Labels for navigation sections

Since identification of navigation sections are crucial for search quailty, SiteSeeker supports the possibility to mark up which part of the text is navigation, which SiteSeeker then excludes when indexing the page. With labelling, you can make sure that only relevant words are indexed, you achieve maximum search accuracy and text snippets that are always representative.

This adjustment can be made in the website templates when using a content management system. In this case, the adjustment is quickly done and you do not need to edit every document on the website.

The labels are made up of two special comments that specifies the beginning and end of the undesired section. Here follows an example where the only sections to be indexed by SiteSeeker are those outside of the blue comments:

    Headline; preamble; some body text...
    <!--eri-no-index-->
    menu item 1, menu item 2, etc
    <!--/eri-no-index-->
    more body text...
    <!--eri-no-index-->
    footer text...
    <!--/eri-no-index-->

Please note that links within a section enclosed by <!--eri-no-index--> works as normal and that link texts are associated with the linked documents. In this way, SiteSeeker's analysis of the link structure can contribute to the relevancy of the hits.

Please note that <!--eri-no-index--> och <!--/eri-no-index--> must be located in the BODY section of the web page in order to function properly. No text from the HEAD section except the title is displayed in the text snippets. Text in the meta description (Description) can if desired be displayed in the result list; you find the relevant setting in SiteSeeker Admin.

If you place labels around text sections in different blocks or controls in your CMS and insert them into different documents, you can nest <!--eri-no-index-->-sections.
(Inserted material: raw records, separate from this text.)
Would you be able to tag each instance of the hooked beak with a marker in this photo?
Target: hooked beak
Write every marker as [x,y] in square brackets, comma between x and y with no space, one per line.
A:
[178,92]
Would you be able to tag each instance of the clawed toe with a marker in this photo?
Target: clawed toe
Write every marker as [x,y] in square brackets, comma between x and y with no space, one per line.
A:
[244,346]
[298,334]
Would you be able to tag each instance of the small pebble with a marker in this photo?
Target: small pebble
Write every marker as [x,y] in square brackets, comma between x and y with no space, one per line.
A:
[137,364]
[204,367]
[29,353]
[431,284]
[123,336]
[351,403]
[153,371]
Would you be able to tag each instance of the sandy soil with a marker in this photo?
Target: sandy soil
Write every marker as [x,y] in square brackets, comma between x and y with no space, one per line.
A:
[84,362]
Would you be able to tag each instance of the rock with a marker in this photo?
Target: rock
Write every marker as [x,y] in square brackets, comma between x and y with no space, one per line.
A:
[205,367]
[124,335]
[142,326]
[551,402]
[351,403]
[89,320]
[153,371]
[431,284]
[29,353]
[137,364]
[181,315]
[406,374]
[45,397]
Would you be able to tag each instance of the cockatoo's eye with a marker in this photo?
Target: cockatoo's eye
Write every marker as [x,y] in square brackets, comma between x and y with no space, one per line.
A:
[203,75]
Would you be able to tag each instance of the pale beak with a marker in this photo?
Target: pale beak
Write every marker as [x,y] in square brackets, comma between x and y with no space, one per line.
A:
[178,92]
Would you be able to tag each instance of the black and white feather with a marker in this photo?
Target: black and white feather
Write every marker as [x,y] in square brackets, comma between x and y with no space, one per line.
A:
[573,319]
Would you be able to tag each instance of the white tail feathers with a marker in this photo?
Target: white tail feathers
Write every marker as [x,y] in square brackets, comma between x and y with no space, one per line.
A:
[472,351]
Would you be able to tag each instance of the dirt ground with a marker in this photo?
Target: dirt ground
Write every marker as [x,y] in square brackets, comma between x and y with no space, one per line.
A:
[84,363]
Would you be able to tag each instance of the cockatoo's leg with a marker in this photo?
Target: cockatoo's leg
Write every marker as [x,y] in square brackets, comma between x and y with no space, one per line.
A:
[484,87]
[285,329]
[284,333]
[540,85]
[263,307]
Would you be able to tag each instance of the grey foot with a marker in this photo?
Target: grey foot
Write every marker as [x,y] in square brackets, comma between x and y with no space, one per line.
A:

If a page can be found by searching for a word that only occurs within a <!--eri-no-index-->-section, the reason could be that the word is also part of:

  • Hidden meta information for the document, e.g. among keywords or description
  • Link texts in other documents that are referring to the document
  • The URL of the page
  • A different inflectional form, in some other part of the text, in the meta information, in a link text or in the URL.

If all of the above cases can be ruled out, please contact SiteSeeker support.